Dünya üzerinde 6000'den fazla dil konuşulduğu tahmin edilmektedir. Farklı dillerin nasıl ortaya çıktığı halen gizemini koruyan bir konudur. Yapılan çeşitli araştırma ve testlerin sonucunda bilim insanları bu konuyu şöyle açıklamaktadır. İnsanlar ilk olarak nesnelere benzeyen işaretler vasıtasıyla eylemlere bir referans oluşturuyor. Farklı insanlar aynı nesneler için aynı işaretleri kullanmaları gerektiğini fark ederek ve birbirilerini taklit ederek koordinasyon sağlıyorlar. Zamanla işaretler bir anlam kazanmaya başlıyor ve geleneksel bir hal alıyor. Daha karmaşık durumlar aktarılmak istendiğinde dil bilgisi ortaya çıkmaya başlıyor.

Yaşayan dillerin hepsi büyük bir çeşitliliğe sahip. Her dilde benzer kavramları açıklama ve ifade etme şekli farklı. İnsanların birbirlerinden uzak yerlerde yaşaması zamanla aralarında ortak kavramların oluşmasına neden oluyor. Kişilerdeki şive farklılıkları zamanla toplumun geneline yayılıyor ve sadece o toplulukta şekillenmeye başlayarak yeni bir dilin oluşmasına neden oluyor.

Farklı kültürel değerlere sahip insanların bir araya gelmesi de ilk başlarda farklı diller konuşulsa bile zamanla birbirleriyle anlaşmak zorunda olduklarından ortak bir dil geliştirmelerine neden oluyor.

Bilim adamlarına göre tarihsel sürecin başında bile birden çok dil olduğu düşünülüyor. Zamanla insan toplulukları çeşitli nedenle yer değiştirdikçe, yaşanılan göçler sonucu birbirlerinden ayrılarak yeni gruplarla bir araya geldikçe diller şekillenmeye devam ediyor.

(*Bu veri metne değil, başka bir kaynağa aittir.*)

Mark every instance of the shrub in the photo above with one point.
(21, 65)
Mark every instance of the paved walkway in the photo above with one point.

Bunun dışında ilk başlarda tek bir dil olduğunu savunan bilim insanları da yok değil. Onların varsayımına göreyse insan topluluklarının yer değiştirmeleri sonucu dillerin farklılaştığı savı.

Ancak farklı görüşe sahip olan her iki tarafında birleştiği ortak nokta ilk aşamalarda konuşulan dilin bizim anladığımız karakterde bir dil yapısında olmadığı. Yani düzgün ve anlamlı cümleler oluşturularak konuşulmadığı.

Dillerin nasıl ortaya çıktığına dair yapılan pek çok deney var. Bunlardan biri ne yazık ki korkunç olarak nitelendirilebileceğimiz bir deney. 13. Yüzyılda yapılan bu deneyde bebekleri inceliyorlar. Bebekleri bir odaya kapatarak kendi aralarında bir dil oluşturup oluşturamayacaklarını anlamaya çalışıyorlar. Elbette deneyden bir sonuç alınmıyor ve ne yazık ki deney bebeklerin ölümü ile sonuçlanıyor.

Ancak dilin nasıl oluştuğunun tespitinde yapılan tüm deneyler bu şekilde canice değil. Örneğin 1980'li yıllarda işaret dilini baz alarak yapılan deney gibi. Bu deneyde iki grup çocuk iki ayrı odaya alınıyor. Aralarında sesli iletişim olmadan sadece görüntünün olduğu bir görüşme yapmaları isteniyor. Bu görüntülü görüşme üzerinden kullanılan mimikler, jestler, el hareketleri izleniyor. Sonuç olarak yaklaşık yarım saat sonra gruptakilerin sadece somut nesneleri değil soyut kavramları da anlatabilecek duruma geldiği görülmüştür.

Dillerin oluşumu bize anlaşılması çok zor bir konu gibi gelse de bebeklerin çıkardıkları sesler, eşler veya aile içinde kısaltmalarla konuşulan anlamsız sayılabilecek kelimelerin kullanılması ile (sadece ilgili kişiler arasında anlaşılması mümkün olan) yapılan konuşmalar ilkel zamandaki dilin oluşumuna birer örnek aslında.